Два года назад мой сатирически-философско-постмодернистско-классический роман-антиутопия «Глокая куздра» удостоился Тукеровской премии (я знала, что кое-кто из злопыхателей именовал меня «полновесным лауреатом премий канцлера Брюнинга, Фредди Крюгера и анти-Дюринга»).
Похоже, мне в самом деле придется мириться с Беверли. Я не хочу потерять Артема – ведь тогда эта, прости господи, лахудра полностью приберет моего единственного сыночка к своим шоколадным ручкам! Да какая мать такое стерпит? Моего родного Темку заграбастало американское страшилище!
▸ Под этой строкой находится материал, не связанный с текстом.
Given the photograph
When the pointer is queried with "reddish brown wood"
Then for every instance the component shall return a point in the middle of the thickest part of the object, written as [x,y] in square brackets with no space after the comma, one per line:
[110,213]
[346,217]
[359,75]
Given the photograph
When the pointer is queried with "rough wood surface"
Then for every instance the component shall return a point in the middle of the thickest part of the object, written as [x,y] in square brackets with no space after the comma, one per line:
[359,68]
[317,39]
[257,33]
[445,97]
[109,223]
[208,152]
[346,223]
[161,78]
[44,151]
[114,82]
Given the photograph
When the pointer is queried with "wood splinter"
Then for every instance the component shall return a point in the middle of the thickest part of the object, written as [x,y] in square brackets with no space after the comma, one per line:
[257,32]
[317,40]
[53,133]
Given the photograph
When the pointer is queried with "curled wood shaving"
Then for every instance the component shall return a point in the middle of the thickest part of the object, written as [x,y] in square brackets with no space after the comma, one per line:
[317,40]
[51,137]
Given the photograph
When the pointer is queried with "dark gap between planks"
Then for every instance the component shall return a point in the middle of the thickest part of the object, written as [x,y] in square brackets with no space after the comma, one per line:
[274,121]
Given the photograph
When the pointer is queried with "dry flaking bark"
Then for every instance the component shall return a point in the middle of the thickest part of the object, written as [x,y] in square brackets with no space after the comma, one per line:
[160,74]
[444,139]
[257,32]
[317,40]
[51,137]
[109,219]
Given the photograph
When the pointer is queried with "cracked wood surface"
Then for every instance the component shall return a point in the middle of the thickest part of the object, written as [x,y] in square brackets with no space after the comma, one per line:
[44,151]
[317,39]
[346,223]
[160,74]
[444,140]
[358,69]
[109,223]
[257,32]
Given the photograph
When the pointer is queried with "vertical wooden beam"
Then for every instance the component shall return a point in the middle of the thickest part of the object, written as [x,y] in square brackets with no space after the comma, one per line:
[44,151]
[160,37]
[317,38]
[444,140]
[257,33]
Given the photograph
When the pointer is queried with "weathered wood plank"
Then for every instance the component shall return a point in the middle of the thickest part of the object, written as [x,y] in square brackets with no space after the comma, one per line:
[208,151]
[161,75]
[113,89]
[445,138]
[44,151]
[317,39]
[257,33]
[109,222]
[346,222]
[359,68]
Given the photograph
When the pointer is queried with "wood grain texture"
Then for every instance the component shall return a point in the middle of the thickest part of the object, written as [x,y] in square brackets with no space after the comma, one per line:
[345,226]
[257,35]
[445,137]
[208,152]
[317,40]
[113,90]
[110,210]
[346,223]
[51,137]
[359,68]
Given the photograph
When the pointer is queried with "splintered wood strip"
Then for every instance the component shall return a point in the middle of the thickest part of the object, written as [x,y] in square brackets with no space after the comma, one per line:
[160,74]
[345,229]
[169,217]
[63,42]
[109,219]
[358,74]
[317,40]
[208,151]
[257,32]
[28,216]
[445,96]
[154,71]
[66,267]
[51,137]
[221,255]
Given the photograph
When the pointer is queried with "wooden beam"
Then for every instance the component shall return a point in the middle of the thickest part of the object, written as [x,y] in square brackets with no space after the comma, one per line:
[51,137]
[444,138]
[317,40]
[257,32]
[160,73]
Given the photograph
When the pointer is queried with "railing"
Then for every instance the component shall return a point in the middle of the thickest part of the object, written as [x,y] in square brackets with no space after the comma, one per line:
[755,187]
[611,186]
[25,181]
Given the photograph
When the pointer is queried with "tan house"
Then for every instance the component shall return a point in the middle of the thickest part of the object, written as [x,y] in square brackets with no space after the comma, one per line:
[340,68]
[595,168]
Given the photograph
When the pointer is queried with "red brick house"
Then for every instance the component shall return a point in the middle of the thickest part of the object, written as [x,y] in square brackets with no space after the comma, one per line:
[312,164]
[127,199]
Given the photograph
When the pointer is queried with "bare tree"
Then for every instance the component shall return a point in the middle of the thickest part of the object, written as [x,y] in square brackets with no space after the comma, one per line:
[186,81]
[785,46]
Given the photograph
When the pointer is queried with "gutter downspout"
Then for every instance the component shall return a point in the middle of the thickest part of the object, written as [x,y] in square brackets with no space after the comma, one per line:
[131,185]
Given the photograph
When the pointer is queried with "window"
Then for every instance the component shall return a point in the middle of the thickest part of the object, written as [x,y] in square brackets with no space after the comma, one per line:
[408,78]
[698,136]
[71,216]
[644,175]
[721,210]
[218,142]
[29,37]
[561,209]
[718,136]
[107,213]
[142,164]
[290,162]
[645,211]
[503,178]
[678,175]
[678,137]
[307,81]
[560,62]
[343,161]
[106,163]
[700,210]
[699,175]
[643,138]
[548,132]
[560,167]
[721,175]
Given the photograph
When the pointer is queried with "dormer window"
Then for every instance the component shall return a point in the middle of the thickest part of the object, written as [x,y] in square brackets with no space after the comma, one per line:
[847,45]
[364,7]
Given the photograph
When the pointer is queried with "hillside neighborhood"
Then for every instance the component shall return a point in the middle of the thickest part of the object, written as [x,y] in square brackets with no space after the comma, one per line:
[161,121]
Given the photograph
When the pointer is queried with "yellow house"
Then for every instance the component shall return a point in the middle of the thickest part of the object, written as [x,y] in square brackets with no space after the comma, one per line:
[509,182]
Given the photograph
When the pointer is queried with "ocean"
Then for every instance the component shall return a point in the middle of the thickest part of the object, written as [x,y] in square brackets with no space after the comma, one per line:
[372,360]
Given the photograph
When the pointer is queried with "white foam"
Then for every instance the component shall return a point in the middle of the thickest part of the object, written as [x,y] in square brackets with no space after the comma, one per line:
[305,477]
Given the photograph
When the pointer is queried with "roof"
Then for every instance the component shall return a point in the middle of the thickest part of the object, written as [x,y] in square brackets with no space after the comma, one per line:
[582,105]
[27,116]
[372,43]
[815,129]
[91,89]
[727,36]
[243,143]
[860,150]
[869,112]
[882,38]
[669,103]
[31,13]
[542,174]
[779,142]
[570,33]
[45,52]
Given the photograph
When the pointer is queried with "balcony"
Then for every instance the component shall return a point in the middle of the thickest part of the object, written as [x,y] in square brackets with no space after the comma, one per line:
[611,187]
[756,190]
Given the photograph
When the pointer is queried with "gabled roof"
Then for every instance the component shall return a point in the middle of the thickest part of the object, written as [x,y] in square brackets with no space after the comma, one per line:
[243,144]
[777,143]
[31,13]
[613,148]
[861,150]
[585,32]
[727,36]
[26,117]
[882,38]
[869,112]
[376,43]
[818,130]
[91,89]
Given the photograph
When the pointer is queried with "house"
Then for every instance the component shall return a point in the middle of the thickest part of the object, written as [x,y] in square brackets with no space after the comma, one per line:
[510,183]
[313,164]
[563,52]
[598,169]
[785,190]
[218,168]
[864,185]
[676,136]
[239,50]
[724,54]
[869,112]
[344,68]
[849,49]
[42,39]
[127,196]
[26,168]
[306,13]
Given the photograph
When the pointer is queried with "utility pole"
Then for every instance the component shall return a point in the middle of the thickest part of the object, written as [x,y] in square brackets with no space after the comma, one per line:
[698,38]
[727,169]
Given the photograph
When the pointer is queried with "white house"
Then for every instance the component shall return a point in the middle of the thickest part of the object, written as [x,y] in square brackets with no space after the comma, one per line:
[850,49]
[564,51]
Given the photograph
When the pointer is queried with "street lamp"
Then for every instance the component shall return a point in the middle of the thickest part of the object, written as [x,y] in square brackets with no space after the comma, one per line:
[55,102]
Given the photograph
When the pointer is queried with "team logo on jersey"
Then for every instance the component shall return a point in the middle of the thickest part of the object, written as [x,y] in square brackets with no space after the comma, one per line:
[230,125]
Мрачные мысли под воздействием легкого завтрака исчезли. Сегодня у меня напряженный день. Съемки «Ярмарки тщеславия». Несмотря на то, что я разделываю «под орех» почти всех гостей программы, попасть в нее и стать объектом моего неподражаемого остроумия и жертвой смертельного злословия для многих является делом чести. Мне известна как минимум дюжина человек, которые начали восхождение к славе в массмедиа с того, что позволили планомерно и без сопротивления истязать себя в моей программе.
Сегодня ожидался визит занимательного гостя, я уже наметила, во что облачусь. Предвкушая кровавое пиршество, я отправилась в ванную.
Ровно в восемь утра началась строительная вакханалия. Я как раз пыталась найти неизбитый эпитет к слову «любовь», сидя перед ноутбуком.
Бум, бббум, бууум, буммм. Я обхватила голову руками, пытаясь остановить ускользающие мысли. Так и есть, наши новые герцословаки продолжают возводить свой Букингемский дворец!
Летом и осенью я живу на даче, расположенной в поселке Перелыгино, в подбрюшье нашей столицы Экареста. В приснопамятные времена Герцословацкой Социалистической Конфедерации (она развалилась в 1991 году на восемь самостийных государств, положив начало балканской заварухе) в Перелыгине обитали деятели искусств – поселок изначально задумывался как место, где поэты, писатели, скульпторы и композиторы, наслаждаясь девственно-чистым воздухом, под шум старинной дубравы будут создавать шедевры во славу родины.
В конце сороковых так оно и было, затем половину жителей Перелыгина отправили в лагеря и подселили работников Комитета, которых, в свою очередь, почти всех расстреляли. Новый всплеск в жизни нашего Перелыгина произошел после смерти Сталина, это событие повлияло на судьбу Герцословакии, тогда мои родители и получили от государства дачу.
И сейчас в Перелыгине обитают осколки великой эпохи – не считая меня, здесь живет поэтесса Раиса Блаватская, представительница интеллектуального постмодернизма (или постинтеллектуального офигизма, как люблю шутить я), тут же – летняя резиденция и мастерская Ираклия Тхарцишвили, того самого скульптора, который ваяет исторических личностей и дарит их (за счет принимающей стороны) столицам мира. Ирик – мой старый друг, кажется, он все еще лелеет мечту заполучить меня в любовницы. Но к чему мне эти африканские страсти? Когда я бываю в Штатах, то навещаю его в пентхаузе на Пятой авеню. Мы пьем коллекционный французский коньяк и предаемся великогерцословацкому шовинизму.